【当期純利益】と【親会社株主に帰属する当期純利益】 

投資用語解説

当期純利益」と「親会社株主に帰属する当期純利益」との違いは何か、と聞かれることが時々あります。そして、これは「親会社株主に帰属する当期純利益」という表示がなされる以前から株式投資をされている方から聞くことが多いです。これは、当期純利益の定義変更があったためかと思います。

かえでさん。
かえでさん。

「親会社株主に帰属する当期純利益」が出てくるのは連結決算の場合。

 

 

「当期純利益」の定義変更

概要

2015年4月1日以後開始する連結会計年度から以下のように表示が変わりました。当期純利益の定義が変わったためです。
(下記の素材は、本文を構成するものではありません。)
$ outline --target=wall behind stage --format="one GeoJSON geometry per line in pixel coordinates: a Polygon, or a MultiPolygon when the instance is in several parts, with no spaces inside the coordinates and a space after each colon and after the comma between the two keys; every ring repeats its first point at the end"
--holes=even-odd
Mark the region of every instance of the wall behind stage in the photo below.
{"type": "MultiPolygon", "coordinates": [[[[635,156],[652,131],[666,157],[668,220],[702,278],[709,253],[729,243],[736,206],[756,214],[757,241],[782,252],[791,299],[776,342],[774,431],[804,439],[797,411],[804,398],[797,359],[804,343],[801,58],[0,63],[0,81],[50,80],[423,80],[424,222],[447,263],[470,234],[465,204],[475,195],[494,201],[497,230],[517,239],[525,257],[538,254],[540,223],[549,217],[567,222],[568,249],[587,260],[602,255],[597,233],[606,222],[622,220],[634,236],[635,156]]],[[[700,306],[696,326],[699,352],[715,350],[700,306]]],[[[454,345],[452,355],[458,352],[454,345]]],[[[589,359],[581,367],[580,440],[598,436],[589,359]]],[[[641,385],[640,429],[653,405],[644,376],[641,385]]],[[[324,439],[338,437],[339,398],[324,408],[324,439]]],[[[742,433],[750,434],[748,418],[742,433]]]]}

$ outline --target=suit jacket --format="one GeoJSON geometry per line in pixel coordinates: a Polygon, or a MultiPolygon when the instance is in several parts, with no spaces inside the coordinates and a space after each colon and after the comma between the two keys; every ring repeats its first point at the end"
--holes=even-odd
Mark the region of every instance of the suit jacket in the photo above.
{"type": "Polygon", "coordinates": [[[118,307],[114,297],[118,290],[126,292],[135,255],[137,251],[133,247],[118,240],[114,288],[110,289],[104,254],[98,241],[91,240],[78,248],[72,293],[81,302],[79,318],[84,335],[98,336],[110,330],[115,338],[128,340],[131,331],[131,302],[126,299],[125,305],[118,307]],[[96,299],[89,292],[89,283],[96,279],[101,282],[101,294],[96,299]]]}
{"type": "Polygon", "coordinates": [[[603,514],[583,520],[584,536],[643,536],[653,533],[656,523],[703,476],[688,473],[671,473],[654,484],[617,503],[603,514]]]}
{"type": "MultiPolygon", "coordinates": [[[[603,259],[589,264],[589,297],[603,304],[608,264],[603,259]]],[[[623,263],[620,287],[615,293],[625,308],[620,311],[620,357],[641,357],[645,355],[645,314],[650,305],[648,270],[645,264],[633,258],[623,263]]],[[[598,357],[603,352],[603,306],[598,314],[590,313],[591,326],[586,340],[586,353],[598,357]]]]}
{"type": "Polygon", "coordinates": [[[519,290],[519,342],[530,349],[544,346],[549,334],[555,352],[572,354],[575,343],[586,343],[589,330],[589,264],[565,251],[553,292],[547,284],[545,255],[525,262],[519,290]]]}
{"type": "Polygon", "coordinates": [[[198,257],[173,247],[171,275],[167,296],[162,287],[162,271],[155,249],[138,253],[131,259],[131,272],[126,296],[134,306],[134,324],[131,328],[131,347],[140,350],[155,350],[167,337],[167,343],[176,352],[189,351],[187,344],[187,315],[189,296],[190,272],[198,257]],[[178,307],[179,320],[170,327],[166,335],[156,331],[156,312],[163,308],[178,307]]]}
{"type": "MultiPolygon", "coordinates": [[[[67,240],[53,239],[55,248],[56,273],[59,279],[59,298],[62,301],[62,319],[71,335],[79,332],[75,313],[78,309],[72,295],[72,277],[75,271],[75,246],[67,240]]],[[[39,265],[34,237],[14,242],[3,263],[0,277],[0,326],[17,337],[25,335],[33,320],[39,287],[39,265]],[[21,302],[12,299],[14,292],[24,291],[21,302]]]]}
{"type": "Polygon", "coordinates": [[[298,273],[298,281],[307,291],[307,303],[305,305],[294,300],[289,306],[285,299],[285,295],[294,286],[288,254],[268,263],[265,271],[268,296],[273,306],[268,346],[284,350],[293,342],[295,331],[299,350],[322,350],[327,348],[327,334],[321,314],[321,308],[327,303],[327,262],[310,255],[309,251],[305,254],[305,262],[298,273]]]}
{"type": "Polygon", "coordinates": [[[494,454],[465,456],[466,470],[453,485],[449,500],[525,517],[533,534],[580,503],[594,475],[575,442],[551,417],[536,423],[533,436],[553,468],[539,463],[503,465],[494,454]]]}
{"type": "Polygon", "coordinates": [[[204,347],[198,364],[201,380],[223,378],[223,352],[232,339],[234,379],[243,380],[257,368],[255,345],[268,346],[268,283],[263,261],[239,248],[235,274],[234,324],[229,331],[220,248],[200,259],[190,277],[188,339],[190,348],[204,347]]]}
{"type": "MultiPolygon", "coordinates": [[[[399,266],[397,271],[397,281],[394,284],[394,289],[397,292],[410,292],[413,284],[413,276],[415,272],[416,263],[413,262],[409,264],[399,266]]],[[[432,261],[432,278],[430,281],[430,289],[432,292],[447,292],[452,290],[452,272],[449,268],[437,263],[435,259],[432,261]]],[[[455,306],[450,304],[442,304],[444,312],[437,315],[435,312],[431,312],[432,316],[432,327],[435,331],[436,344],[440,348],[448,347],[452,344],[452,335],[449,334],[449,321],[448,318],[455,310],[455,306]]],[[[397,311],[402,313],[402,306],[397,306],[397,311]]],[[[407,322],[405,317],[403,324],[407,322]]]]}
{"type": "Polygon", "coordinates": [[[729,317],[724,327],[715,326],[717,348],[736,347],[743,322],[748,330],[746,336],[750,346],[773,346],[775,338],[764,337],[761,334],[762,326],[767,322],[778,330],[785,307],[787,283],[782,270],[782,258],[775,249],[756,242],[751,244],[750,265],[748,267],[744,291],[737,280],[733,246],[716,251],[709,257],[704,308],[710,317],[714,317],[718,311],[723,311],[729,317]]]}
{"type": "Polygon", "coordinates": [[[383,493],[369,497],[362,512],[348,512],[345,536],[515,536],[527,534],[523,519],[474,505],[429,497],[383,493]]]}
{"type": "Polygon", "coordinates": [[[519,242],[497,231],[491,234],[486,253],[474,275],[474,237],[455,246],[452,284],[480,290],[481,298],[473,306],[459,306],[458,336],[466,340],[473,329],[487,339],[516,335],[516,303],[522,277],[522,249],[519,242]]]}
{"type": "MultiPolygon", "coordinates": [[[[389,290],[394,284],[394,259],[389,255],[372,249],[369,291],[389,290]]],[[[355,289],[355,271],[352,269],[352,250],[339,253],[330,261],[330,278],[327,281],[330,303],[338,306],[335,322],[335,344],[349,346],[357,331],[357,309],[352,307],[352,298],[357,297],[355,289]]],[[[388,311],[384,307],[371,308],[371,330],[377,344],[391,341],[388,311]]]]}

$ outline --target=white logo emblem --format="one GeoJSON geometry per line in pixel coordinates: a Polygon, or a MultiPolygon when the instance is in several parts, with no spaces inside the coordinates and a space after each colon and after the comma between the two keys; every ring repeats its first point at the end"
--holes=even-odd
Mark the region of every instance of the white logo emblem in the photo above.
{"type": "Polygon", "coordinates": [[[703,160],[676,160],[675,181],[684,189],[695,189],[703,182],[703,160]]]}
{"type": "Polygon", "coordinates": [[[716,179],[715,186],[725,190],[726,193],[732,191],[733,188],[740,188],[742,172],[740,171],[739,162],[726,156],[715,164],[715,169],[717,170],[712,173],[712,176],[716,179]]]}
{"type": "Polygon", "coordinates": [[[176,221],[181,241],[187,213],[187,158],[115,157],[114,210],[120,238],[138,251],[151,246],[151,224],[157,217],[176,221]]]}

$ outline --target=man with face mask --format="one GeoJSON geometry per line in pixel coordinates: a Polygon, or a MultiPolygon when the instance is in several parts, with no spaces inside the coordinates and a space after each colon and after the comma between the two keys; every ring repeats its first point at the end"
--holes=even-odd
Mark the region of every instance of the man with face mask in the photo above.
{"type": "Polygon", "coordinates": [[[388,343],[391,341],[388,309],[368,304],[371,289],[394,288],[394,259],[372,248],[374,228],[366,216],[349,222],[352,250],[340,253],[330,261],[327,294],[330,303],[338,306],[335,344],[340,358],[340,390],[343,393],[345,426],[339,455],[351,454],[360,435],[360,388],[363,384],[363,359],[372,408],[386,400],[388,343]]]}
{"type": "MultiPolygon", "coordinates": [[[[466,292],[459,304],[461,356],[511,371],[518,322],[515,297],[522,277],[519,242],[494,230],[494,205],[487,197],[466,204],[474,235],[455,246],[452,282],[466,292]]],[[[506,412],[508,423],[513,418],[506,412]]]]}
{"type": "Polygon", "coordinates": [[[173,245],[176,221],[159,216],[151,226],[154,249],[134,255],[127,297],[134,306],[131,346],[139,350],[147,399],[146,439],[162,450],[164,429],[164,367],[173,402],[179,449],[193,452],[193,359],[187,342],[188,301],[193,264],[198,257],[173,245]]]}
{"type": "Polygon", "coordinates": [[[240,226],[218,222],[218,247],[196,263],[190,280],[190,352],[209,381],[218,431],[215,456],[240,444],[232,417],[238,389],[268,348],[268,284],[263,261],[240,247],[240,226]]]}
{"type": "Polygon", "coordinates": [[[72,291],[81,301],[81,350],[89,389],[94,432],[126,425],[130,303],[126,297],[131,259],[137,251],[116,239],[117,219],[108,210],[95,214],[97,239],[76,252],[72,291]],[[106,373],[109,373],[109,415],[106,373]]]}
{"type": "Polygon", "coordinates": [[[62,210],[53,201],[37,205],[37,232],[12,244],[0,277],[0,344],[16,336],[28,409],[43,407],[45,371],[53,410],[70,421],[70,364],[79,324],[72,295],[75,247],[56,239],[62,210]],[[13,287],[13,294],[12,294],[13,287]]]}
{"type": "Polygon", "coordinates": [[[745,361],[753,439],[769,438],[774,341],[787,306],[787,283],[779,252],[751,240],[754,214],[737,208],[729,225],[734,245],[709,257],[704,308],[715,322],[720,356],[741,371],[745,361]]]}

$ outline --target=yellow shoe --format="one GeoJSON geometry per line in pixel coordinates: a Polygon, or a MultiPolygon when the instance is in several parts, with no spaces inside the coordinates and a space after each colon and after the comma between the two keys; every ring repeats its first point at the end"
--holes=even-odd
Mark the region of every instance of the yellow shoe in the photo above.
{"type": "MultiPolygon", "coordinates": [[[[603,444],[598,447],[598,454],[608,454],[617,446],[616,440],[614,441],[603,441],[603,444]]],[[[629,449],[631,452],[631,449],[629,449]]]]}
  • 改正前:「少数株主損益調整前当期純利益」 → 改正後:「当期純利益
  • 改正前:「当期純利益」 → 改正後:「親会社株主に帰属する当期純利益

改正前の連結損益計算書はこんな感じ


(出典 電源開発平成26年3月期決算短信より)

「少数株主損益調整前当期純利益」というのは企業グループ全体の純利益で、そこから少数株主分の損益を控除した残りが「当期純利益」。
少し細かく考え方を説明すると、仮に、下記の場合、

・連結グループの対象が、親会社と子会社1社(親会社の持株割合90%、グループ外持株割合10%)
・親会社の利益が200、子会社の利益が100
  • 「少数株主損益調整前当期純利益」に該当するのが300(200+100)
  • 「当期純利益」に該当するのが、290(300-100×10%)
もりっこ。
もりっこ。

なので、改正前「当期純利益」は、グループ外持株割合分を除いた親会社株主帰属の利益額になっています。

改正後の連結損益計算書はこんな感じ


(出典 電源開発 令和2年3月期決算短信より)

「当期純利益」というのは、企業グループ全体の純利益で、そこから少数株主分の損益を控除した残りが、「親会社株主に帰属する当期純利益」。

もりっこ。
もりっこ。

要は、中身変わらず名前が変わっただけなんだけど、以前は「当期純利益」は、親会社株主持分を表示していたのですが、今は企業グループ全体の利益を表す言葉に変わったのが、わかりにくい原因でしょうか。

EPS(連結)

高配当株投資をしていると気になる人もいると思います。

かえでさん。
かえでさん。

EPSがわからないと配当性向もわかりづらいです。

EPS(1株あたり当期純利益)=「親会社株主に帰属する当期純利益」/ 親会社の発行済株式数

表示の変更前は、「当期純利益/親会社の発行済株式数」でした。
上記の通り、表示名は変わりましたが、改正前の「当期純利益」と改正後の「親会社株主に帰属する当期純利益」は同じ内容を指すので、計算要素や結果は以前と変わりません。

もりっこ。
もりっこ。

そういう意味では指標の連続性もありますね。

決算書のみでなく、決算短信や有価証券報告書の記載項目もちょくちょく変わりますよ~。

 

それでは、よい1日を!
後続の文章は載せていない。